Visages ronds et aplatis, yeux bridés, cheveux noirs, qu'ils soient hommes ou femmes, les Laddakihis semblent tous pareils : les hommes portent une tresse dans le dos mais portent comme les femmes une longue robe de laine rouge foncé. Seules différences : les femmes ont deux tresses qui pendent dans le dos et leurs robes sont froncées aux hanches , sur les épaules pend une peau de chèvre pour protéger les vêtements du frottement de la hotte. Les plus riches portent une cape de soierie brodée de fleurs qu'elles doubles d'astrakan en hiver.

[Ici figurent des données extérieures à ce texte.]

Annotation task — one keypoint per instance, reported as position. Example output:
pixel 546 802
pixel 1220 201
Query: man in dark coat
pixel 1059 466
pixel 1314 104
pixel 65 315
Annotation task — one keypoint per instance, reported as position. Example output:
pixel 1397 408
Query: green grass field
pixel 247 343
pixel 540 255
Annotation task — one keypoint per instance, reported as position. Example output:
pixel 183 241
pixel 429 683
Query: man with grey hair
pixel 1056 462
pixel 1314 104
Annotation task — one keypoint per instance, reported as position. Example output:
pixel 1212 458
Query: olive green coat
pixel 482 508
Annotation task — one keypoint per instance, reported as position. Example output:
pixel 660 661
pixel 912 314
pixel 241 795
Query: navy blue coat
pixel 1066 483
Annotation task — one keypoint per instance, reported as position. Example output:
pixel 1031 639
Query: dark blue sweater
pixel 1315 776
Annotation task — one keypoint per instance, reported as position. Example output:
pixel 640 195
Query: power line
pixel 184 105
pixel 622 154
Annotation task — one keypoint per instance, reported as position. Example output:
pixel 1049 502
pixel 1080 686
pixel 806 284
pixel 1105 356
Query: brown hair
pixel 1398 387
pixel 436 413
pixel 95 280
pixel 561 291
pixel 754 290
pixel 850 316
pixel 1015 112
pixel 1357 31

Photo de gauche : Pélerin laddaki au monastère de Lamaruyu faisant tourner son moulin à prières.

Photo du milieu : Berger laddaki faisant cuire son lait de yak pour faire une sorte de fromage blanc qui se consomme chaud: ce n'est pas trop mauvais !

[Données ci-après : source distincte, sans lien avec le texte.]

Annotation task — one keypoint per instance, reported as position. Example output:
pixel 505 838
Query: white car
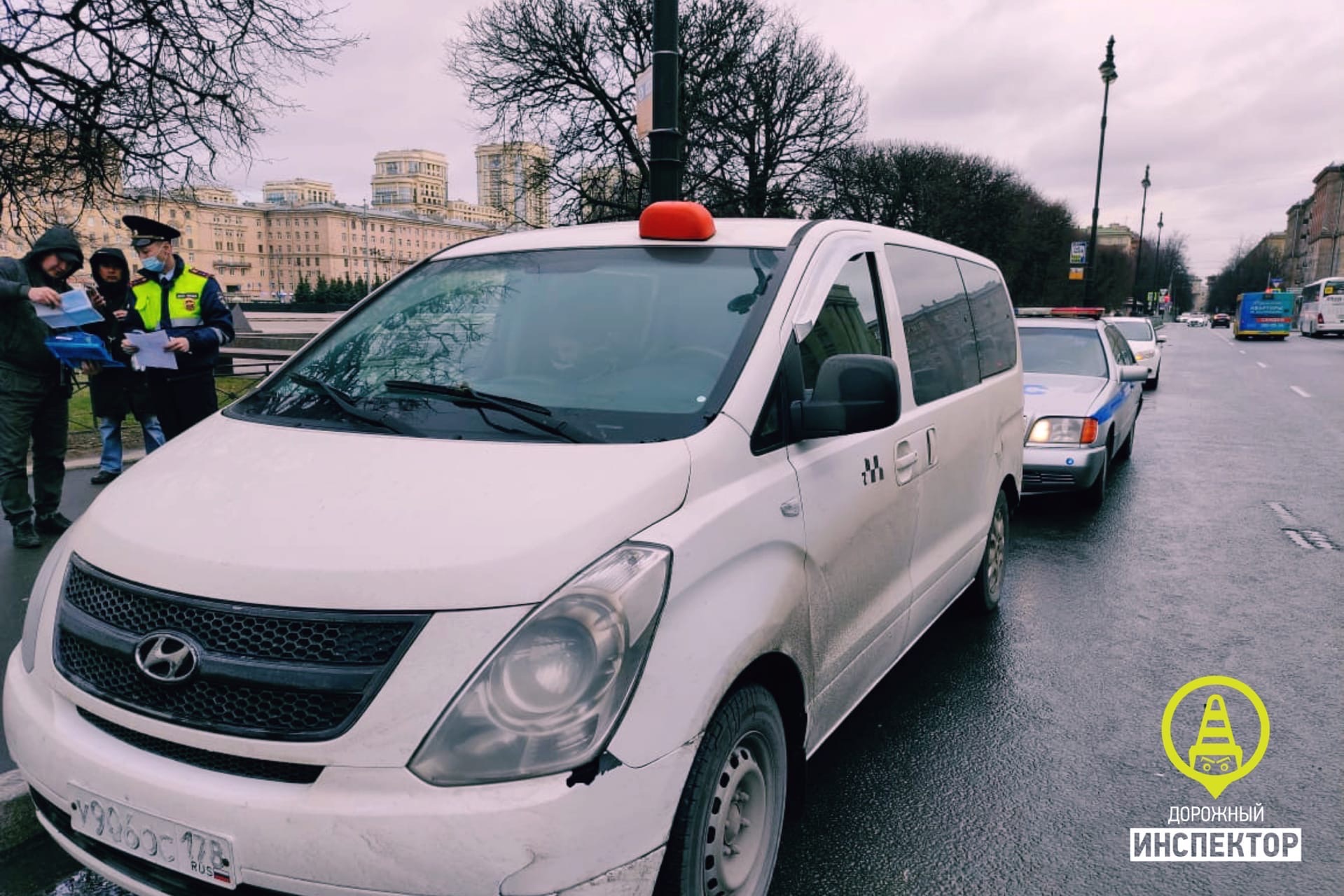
pixel 542 571
pixel 1145 343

Paysan laddaki partant entretenir les canaux d'irrigation dans la vallée de la Markha

Les Laddakhis semblent avoir résolu le problème de l'héritage afin de ne pas diviser les terres. avec le risque que chaque part soit petite pour entretenir une famille. Le fils aîné se marie, hérite des biens de la famille mais aussi de ses devoirs. Ses frères rentrent au monastère (ce qui fait qu'il y a beaucoup de jeunes moinillons dans les gompas) ou s'expatrient. Mais ils peuvent aussi rester sous le même toit et sur les mêmes terres avec l'obligation de ne pas se marier et de fonder un foyer séparé, c'est-à-dire qu'en fait il épouse la femme de son frère. Ainsi il ny aura qu'un qu'une famille et la propriété restera entère. C'est ce qu'on appelle la polyandrie.